For workflows containing control flow elements, the more specific form of placeholder, described in the point below, is highly recommended.
- {input:N} or {2:N} - the name of the Nth input to the workflow. E.g. {2:1} specifies the first input to the workflow, while {2:2} specifies the second input.
Multiple input names can be specified. For example {2:1}-{2:2} would provide a concatenation of the names of the first first inputs.
See Ordering inputs for information about workflow input order, and Batching part of a workflow for information about control flow elements.
- {metadata} or {3} - the batch unit identifier for workflows executed in batch mode. Depending on how the workflow was configured at launch, this value may be be obtained from metadata. For workflows not executed in batch mode or without Iterate elements, the value will be identical to that substituted using {input} or {2}.
For workflows containing control flow elements, the more specific form of placeholder, described in the point below, is highly recommended.
- {metadata:columnname} or {3:columnname} - the value for the batch unit in the column named "columnname" of the metadata selected when launching the workflow. Pertinent for workflows executed in batch mode or workflows that contain Iterate elements. If a column of this name is not found, or a metadata table was not provided when launching the workflow, then the value will be identical to that substituted using {input} or {2}.
- {user} - name of the user who launched the job
- {host} - name of the machine the job is run on
- {year}, {month}, {day}, {hour}, {minute}, and {second} - timestamp information based on the time an output is created. Using these placeholders, items generated by a workflow at different times can have different filenames.
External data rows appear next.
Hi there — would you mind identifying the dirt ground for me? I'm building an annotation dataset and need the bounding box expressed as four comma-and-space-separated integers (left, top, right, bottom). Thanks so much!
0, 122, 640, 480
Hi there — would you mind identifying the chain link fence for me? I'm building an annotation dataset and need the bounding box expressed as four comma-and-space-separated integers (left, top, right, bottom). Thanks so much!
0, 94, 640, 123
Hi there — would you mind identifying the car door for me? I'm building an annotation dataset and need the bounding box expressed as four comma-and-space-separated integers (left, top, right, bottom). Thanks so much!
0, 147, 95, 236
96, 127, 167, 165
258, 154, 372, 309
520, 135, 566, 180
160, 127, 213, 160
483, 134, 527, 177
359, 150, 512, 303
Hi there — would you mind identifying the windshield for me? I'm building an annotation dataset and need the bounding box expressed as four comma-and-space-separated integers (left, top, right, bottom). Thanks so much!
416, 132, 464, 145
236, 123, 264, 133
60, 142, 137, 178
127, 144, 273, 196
You can choose any combination of the placeholders and text, including punctuation, when configuring output or export names. For example, {input}({day}-{month}-{year})
, or {2} variant track
as shown in figure 12.33. In the latter case, if the first workflow input was named Sample 1
, the name of the output generated would be "Sample 1 variant track".
Figure 12.32: The names that outputs are given can configured. The default naming uses the placeholder {1}, which is a synonym for the placeholder {name}.
Figure 12.33: Providing a custom name for the result.
It is also possible to save workflow outputs and exports into subfolders by using a forward slash character /
at the start of the output name definition. For example the custom output name /variants/{name}
refers to a folder "variants" that would lie under the location selected for storing the workflow outputs. When defining subfolders for outputs or exports, all later forward slash characters in the configuration, except the last one, will be interpreted as further levels of subfolders. For example, a name like /variants/level2/level3/myoutput
would put the data item called myoutput
into a folder called level3
within a folder called level2
, which itself is inside a folder called variants
. The variants
folder would be placed under the location selected for storing the workflow outputs. If the folders specified in the configuration do not already exist, they are created.
Note: In some circumstances, outputs from workflow element output channels without a Workflow Output element or an Export element connected may be generated during a workflow run. Such intermediate results are normally deleted automatically after the workflow run completes. If a problem arises such that the workflow does not complete normally, intermediate results may not be deleted and will be in a folder named after the workflow with the word "intermediate" in its name.
Footnotes
- ...sec:importNGS12.1
- Paired read handling for workflows launched in batch mode, or workflows with Iterate elements, is the same as for the importer tools themselves: If the Paired option is checked, files are handled as described in the manual section on NGS importers. In CLC Genomics Workbench21.x, this was also the case in most circumstances. However, if batch units were based on data organization and all files were in the same folder, each file was treated as a separate batch unit irrespective of whether the Paired option was checked.